Within the reinforcement studying stage, the analysis group engineered a seamless rollout engine to speed up coaching and validation. This infrastructure included asynchronous reward computation and early termination mechanisms to scale back GPU idle time, leading to 2.29 occasions quicker coaching and 1.96 occasions quicker validation. The mannequin’s coverage was optimized utilizing fine-grained rewards derived from the problem of check instances, addressing the sparse reward concern in programming benchmarks. Information re-sampling methods have been launched to keep up coaching stability and enhance rollout sampling effectivity. These methods collectively enabled the MiMo-7B variants to study successfully, even from cold-start states the place no pre-fine-tuned initialization is out there.

Efficiency analysis revealed that MiMo-7B-Base achieved a rating of 75.2 on the Huge-Bench Exhausting (BBH) job, surpassing different open-source 7B fashions. It additionally carried out properly on SuperGPQA, which incorporates graduate-level reasoning questions. The post-trained MiMo-7B-RL scored 55.4 on the AIME 2025 benchmark, surpassing OpenAI’s o1-mini by 4.7 factors. On code era duties, it outperformed a lot bigger fashions like DeepSeek-R1-Zero-32B and Qwen2.5-32B-RL-Zero on each LiveCodeBench v5 and v6. These outcomes reveal {that a} correctly optimized 7B mannequin can rival and even outperform fashions with greater than 4 occasions the variety of parameters.
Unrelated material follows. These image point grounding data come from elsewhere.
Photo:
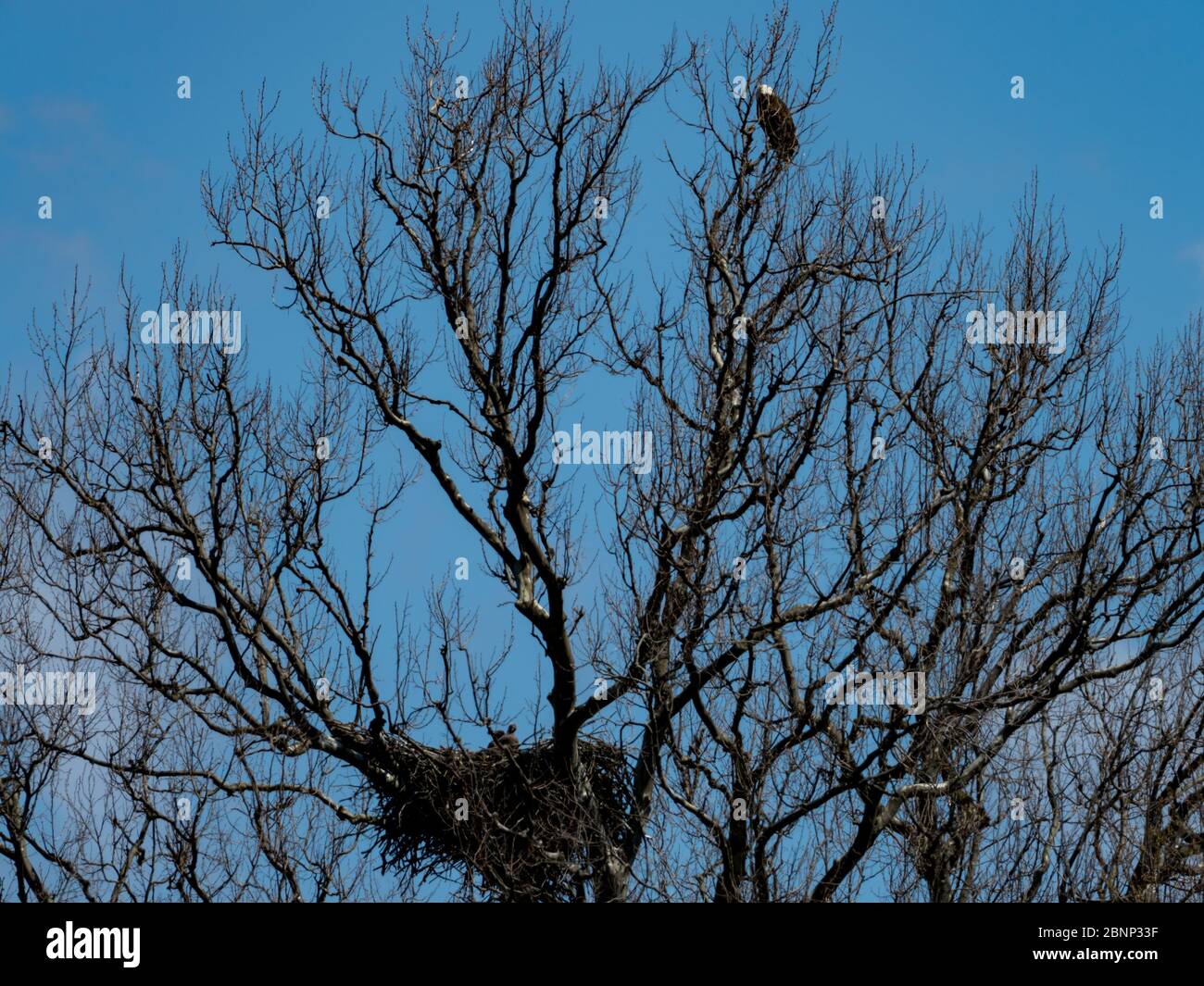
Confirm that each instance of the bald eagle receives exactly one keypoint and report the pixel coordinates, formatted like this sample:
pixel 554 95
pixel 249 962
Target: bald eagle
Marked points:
pixel 773 115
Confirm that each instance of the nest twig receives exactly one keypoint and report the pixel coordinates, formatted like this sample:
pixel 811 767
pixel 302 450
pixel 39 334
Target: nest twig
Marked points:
pixel 510 817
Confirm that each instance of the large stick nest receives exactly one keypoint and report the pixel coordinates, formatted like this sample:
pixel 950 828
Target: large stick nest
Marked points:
pixel 512 818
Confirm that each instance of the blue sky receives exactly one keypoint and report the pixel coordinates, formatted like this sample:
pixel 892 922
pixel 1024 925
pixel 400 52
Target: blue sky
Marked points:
pixel 89 116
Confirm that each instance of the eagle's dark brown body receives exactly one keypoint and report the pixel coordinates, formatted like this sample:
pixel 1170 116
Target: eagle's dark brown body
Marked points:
pixel 774 117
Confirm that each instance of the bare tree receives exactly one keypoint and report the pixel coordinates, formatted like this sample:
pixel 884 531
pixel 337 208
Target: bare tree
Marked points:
pixel 843 486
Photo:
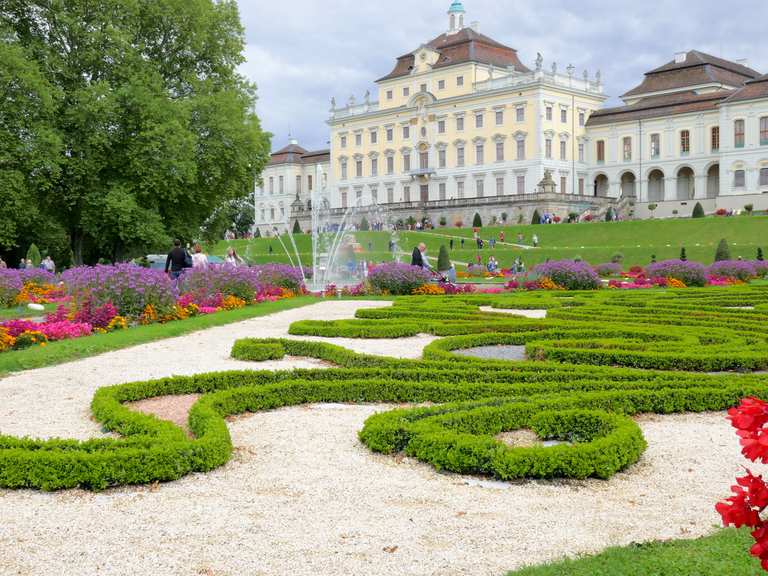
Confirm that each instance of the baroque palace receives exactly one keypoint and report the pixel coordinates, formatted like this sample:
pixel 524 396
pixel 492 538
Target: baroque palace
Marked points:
pixel 462 126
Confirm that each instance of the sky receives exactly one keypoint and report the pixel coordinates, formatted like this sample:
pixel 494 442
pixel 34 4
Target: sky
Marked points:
pixel 300 53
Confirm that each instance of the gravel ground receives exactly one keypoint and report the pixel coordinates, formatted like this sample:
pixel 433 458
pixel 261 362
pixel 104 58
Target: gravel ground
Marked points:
pixel 302 496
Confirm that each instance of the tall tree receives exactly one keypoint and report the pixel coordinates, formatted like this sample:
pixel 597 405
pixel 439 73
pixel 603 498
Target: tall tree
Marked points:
pixel 157 126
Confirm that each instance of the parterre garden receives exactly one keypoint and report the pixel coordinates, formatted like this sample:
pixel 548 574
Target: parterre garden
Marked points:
pixel 599 358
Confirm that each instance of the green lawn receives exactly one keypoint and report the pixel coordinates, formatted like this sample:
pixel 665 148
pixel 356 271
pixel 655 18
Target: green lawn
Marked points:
pixel 726 553
pixel 68 350
pixel 597 242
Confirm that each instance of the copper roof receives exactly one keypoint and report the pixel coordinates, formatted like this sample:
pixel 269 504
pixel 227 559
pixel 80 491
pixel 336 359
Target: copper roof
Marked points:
pixel 697 69
pixel 757 88
pixel 467 45
pixel 295 154
pixel 659 106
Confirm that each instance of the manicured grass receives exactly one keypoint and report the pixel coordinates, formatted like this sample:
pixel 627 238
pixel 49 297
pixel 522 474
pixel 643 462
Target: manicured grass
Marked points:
pixel 68 350
pixel 594 242
pixel 723 554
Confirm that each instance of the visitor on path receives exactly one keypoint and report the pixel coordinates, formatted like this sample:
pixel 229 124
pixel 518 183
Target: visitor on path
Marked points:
pixel 176 261
pixel 234 259
pixel 419 257
pixel 199 259
pixel 48 264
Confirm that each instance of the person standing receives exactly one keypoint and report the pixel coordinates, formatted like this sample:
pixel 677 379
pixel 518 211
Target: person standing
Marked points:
pixel 199 259
pixel 176 261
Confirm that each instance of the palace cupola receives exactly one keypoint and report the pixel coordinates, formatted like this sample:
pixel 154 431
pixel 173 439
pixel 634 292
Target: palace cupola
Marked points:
pixel 456 17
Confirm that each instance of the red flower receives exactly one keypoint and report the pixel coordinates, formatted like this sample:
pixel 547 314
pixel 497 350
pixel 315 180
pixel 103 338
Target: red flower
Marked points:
pixel 736 510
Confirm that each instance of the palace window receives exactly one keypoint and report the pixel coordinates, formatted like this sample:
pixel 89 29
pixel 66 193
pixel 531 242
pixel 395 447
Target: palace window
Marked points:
pixel 655 145
pixel 764 131
pixel 685 142
pixel 738 133
pixel 627 148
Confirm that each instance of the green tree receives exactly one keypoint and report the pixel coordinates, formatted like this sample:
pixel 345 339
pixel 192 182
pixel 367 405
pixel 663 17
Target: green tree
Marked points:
pixel 723 252
pixel 443 259
pixel 33 254
pixel 157 124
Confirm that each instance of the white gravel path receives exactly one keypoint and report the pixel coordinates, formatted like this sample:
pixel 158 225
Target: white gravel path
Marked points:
pixel 302 496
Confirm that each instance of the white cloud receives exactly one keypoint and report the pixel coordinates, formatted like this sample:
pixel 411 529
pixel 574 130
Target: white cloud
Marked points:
pixel 303 52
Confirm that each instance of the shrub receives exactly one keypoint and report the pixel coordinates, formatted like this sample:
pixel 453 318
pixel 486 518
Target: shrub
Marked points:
pixel 33 253
pixel 128 287
pixel 690 273
pixel 10 286
pixel 723 252
pixel 397 278
pixel 733 269
pixel 608 269
pixel 570 274
pixel 443 259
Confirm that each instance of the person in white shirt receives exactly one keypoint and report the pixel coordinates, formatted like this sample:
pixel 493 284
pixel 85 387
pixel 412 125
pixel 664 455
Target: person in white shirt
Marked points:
pixel 199 259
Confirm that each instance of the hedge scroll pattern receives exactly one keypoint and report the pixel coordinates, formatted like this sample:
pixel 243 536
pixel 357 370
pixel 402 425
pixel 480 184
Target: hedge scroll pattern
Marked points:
pixel 586 405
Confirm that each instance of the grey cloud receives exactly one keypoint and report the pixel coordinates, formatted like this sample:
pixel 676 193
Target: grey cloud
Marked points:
pixel 300 53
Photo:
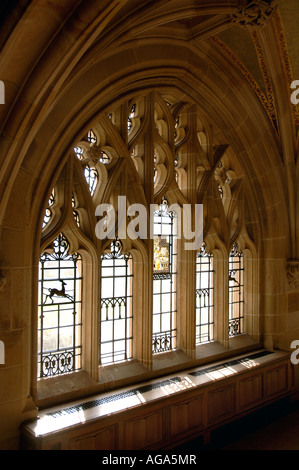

The MiMo-7B challenge serves as a concrete demonstration of how pre-training, information high quality, and reinforcement studying infrastructure contribute to the ultimate reasoning functionality of a language mannequin. By rethinking the pipeline from information extraction to reward computation, the Xiaomi analysis group achieved compact but highly effective fashions appropriate for real-world purposes in arithmetic, coding, and logic. Their strategy highlights the untapped potential of small fashions and challenges the belief that measurement alone determines intelligence or versatility.

Key Takeaways from the Analysis on MiMo-7B:

MiMo-7B was educated on a large dataset of 25 trillion tokens, focusing on reasoning duties via using structured information mixtures.
130,000 math and code issues have been utilized in RL coaching, every annotated with problem scores to allow efficient reward shaping.
Three-stage pre-training raised math and coding content material to 70%, adopted by 10% artificial problem-solving information.
A seamless rollout engine elevated RL coaching pace by 2.29 occasions and validation by 1.96 occasions.
MiMo-7B-RL achieved 55.4 on AIME 2025, outperforming OpenAI o1-mini by 4.7 factors.
MiMo-7B fashions are publicly out there and embody all checkpoints: base, SFT, and RL variants.
The mannequin’s success exhibits that small, well-designed fashions can rival or exceed the efficiency of 32B fashions in reasoning duties.

Take a look at the Paper and GitHub Web page. Additionally, don’t overlook to observe us on Twitter and be part of our Telegram Channel and LinkedIn Group. Don’t Overlook to affix our 90k+ ML SubReddit.

🔥 [Register Now] miniCON Digital Convention on AGENTIC AI: FREE REGISTRATION + Certificates of Attendance + 4 Hour Brief Occasion (Could 21, 9 am- 1 pm PST) + Palms on Workshop

Nikhil is an intern guide at Marktechpost. He’s pursuing an built-in twin diploma in Supplies on the Indian Institute of Expertise, Kharagpur. Nikhil is an AI/ML fanatic who’s at all times researching purposes in fields like biomaterials and biomedical science. With a powerful background in Materials Science, he’s exploring new developments and creating alternatives to contribute.